Calculated Fields

From Explore Analytics: The Wiki
Jump to navigation Jump to search

Introduction

A calculated field is calculated from other fields in the list. The calculated field itself does not exist in the data source. Its value for each row is calculated from the values of the other fields.

The calculated value does not have to be numeric. In fact you can calculate a date, a time duration, or perform some text manipulation to create the value.

Adding a Calculated Field

To see how to add a calculated field, let's see an example. We'll start with this view showing the 10 hottest days in NYC. The temperatures are shown in Celsius.

10 hottest days.png

To also show the temperatures in Fahrenheit, we'll add a calculated field by clicking the calculator button (see arrow in the above picture).

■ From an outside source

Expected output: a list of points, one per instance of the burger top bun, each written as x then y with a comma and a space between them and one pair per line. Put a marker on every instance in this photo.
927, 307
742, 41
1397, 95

Using the Calculated Field dialog, we can build a calculation that can include arithmetic as well as a selection of functions. For this example, we only need arithmetic.

Calculated field.png

The following picture shows the list view with the calculated field:

10 hottest days fahrenheit.png

Syntax for fields, literal numbers, and literal text

  • fields - are entered in double quotes, for example, "Temperature in C"
  • literal numbers - are entered without quote, for example, -3.5
  • literal text - is entered in single quotes, for example, '2010-01-01'

Note that literal function arguments such as format, date/time, and constant values that are not a field or a literal number, are entered as literal text in single quotes

Performing Arithmetic Calculation

Use the multiplication, subtraction, division, and addition operators as well as parenthesis to perform numeric calculation. In a numeric calculation, the operands and the results are numeric. To perform more complex calculation, use numeric functions such as ABS, ROUND, etc.

Logical Calculations - Comparisons

Use the equals, not-equals, greater than, less than, greater or equals, or less or equal operators to compare values. In these comparisons, the operands may be numbers, dates, or text. The result is always 'true' or 'false'. For example, when comparing two dates, the comparison will be a date/time comparison and the result would be true or false.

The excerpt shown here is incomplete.